The investigators defined advanced neoplasia as any cancer or adenoma that was least 10 mm in diameter, had high-grade dysplasia, or had villous or tubulovillous histologic characteristics, or any combination.
They looked for associations between patient characteristics and advanced neoplasia using multivariate logistic regression modeling in both a primary analysis and a secondary analysis for validation.
Advanced neoplasia was detected in 5.9% (2,553) of the participants from 50 to 66 years old, and in 3.4% (243) of the participants who were 40 to 49.
The rate of complications during colonoscopy was 0.1%, and there were no deaths.
The modeling indicated the following independent predictors of advanced neoplasia: an age of more than 49, family history of colorectal cancer, and male sex. Hosmer-Lemeshow goodness-of-fit testing of the model in the derivation and validation data sets confirmed its validity.
The authors found in their primary analysis that male gender was independently associated with nearly double the risk for advanced neoplasia (adjusted odds ratio, 1.73, 95% confidence interval, 1.52 to 1.98; P<0.001). After adjustment for colonoscopic factors (presence or absence of cecal intubation and sedation, and adequacy of bowel preparation) as well as for family history and age, the Mantel-Haenszel odds ratios for the detection of advanced neoplasia in men, as compared with women, was 1.98 (95% CI, 1.83 to 2.14).
In addition, for each age group, the analysis showed that the number of men who would need to be screened to detect one case of colorectal cancer was significantly lower than the number of women who would need to undergo colonoscopy.
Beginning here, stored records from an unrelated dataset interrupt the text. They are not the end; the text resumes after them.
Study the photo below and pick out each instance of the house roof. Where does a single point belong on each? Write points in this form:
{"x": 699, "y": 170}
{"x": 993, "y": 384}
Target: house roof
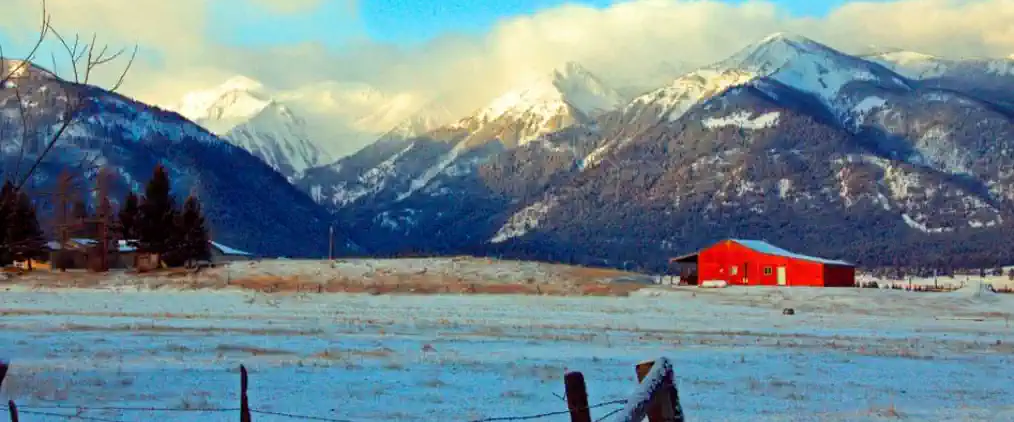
{"x": 122, "y": 245}
{"x": 228, "y": 251}
{"x": 768, "y": 249}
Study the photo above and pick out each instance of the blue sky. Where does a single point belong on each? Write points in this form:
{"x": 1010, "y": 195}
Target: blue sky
{"x": 406, "y": 21}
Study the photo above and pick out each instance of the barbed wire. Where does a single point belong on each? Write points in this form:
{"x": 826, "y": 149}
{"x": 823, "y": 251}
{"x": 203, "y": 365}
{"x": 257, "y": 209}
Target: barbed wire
{"x": 126, "y": 409}
{"x": 607, "y": 415}
{"x": 66, "y": 416}
{"x": 548, "y": 414}
{"x": 294, "y": 416}
{"x": 42, "y": 411}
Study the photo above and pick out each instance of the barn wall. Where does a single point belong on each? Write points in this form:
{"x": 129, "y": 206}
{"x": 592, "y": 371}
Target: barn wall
{"x": 717, "y": 262}
{"x": 840, "y": 276}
For 40- to 49-year-olds, the ratio was 23 men to 36 women to detect one case. For 50- to 54-year-olds, the ration was 17 to 28, and for 55- to 59-year-olds and 60- to 66-year-olds, the male-to-female ratios were 12 to 22, and 10 to 18, respectively. All differences between men and women in the same age group were significant.
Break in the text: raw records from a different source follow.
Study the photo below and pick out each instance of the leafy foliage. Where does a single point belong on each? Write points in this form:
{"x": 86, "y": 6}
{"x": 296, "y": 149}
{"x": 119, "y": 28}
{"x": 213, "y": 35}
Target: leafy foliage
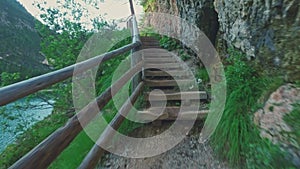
{"x": 236, "y": 138}
{"x": 9, "y": 78}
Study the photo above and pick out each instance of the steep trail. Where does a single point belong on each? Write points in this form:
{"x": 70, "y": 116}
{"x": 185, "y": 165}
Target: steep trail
{"x": 171, "y": 94}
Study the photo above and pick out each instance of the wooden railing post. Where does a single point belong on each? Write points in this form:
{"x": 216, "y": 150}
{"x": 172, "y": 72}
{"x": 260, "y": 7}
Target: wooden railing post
{"x": 136, "y": 56}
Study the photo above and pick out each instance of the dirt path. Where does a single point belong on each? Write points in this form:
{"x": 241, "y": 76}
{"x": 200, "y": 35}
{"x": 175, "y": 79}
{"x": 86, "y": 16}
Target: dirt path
{"x": 188, "y": 154}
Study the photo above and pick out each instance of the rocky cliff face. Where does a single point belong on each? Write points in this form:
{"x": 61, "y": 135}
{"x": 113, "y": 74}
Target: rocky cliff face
{"x": 267, "y": 30}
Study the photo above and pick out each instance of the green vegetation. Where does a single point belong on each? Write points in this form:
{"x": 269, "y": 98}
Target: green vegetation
{"x": 236, "y": 138}
{"x": 9, "y": 78}
{"x": 20, "y": 43}
{"x": 293, "y": 120}
{"x": 62, "y": 44}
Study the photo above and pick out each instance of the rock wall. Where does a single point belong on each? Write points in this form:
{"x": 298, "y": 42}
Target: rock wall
{"x": 198, "y": 12}
{"x": 267, "y": 30}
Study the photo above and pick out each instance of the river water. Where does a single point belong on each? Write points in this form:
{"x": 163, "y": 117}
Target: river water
{"x": 17, "y": 117}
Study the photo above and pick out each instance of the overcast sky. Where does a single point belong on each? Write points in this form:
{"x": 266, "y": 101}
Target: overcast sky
{"x": 110, "y": 9}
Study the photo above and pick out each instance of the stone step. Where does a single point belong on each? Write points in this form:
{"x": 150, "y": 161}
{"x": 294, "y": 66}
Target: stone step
{"x": 160, "y": 73}
{"x": 165, "y": 66}
{"x": 150, "y": 115}
{"x": 188, "y": 95}
{"x": 169, "y": 83}
{"x": 160, "y": 60}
"This finding suggests that the screening recommendations should be modified in order to ensure the maximal diagnostic yield of the screening and the optimal use of resources," the authors wrote. "The numbers needed to screen, as calculated from our data, can be used as a basis for such modifications; however, we did not evaluate the effect of potential changes in screening recommendations on the cost-effectiveness of screening or on the incidence of colorectal cancer or death."
They suggested that screening could be based on a fixed number-needed-to-screen approach. Under such an approach, men 40 to 49 with no family history of cancer, and women 50 to 54 with no family history would both be screened routinely, because the numbers needed to screen are similar between the groups.
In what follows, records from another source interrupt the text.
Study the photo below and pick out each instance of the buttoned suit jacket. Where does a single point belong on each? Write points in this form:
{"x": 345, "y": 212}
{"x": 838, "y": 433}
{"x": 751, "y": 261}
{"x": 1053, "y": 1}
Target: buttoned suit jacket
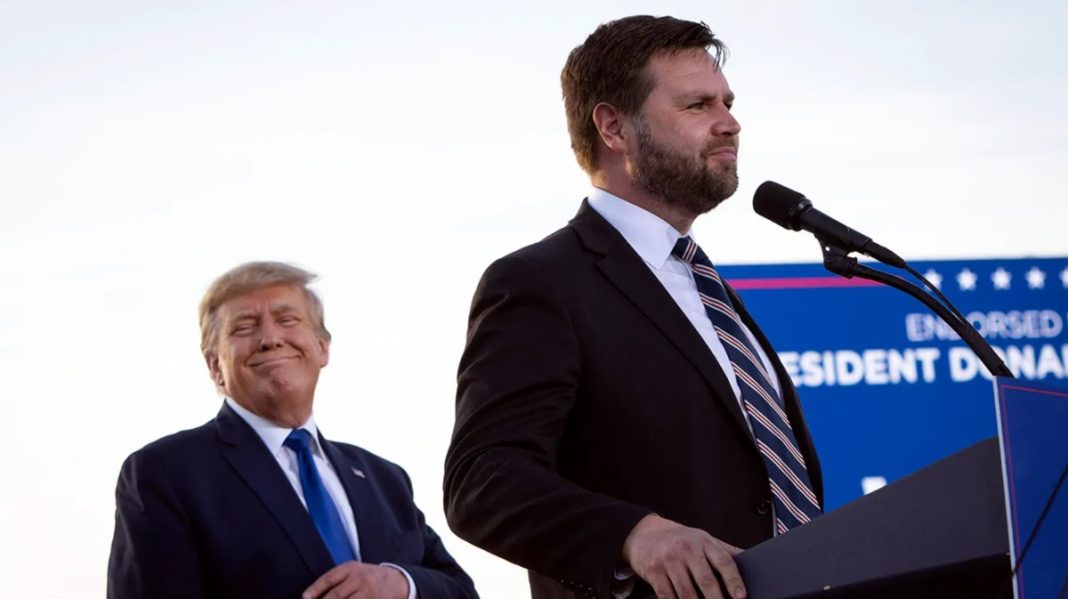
{"x": 586, "y": 400}
{"x": 208, "y": 513}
"Alternatively, if the recommended age at first screening is 50 years for men, the age for women may be 60 years, because the number needed to screen among women 60 to 66 years old is similar to that among men 50 to 54 years of age," the authors wrote. "Our data also reinforce the recommendation that men who are 40 to 49 years of age and have one first-degree relative older than 60 years of age with colorectal cancer should be screened, since the number needed to screen in this group is as low as 23."
They noted that although both men and women were recruited for the study by their family doctors, women enrolled in the study outnumbered men by a three to two ratio, which could reflect the ratio of patients in private practice who are asked to undergo screening, or could be the result of differences in the way that men and women seek care.
Other studies have shown that women tend to seek medical care sooner and more than men, and "it cannot be ruled out that more men than women entered the program owing to unreported subtle symptoms potentially related to colorectal cancer," they wrote.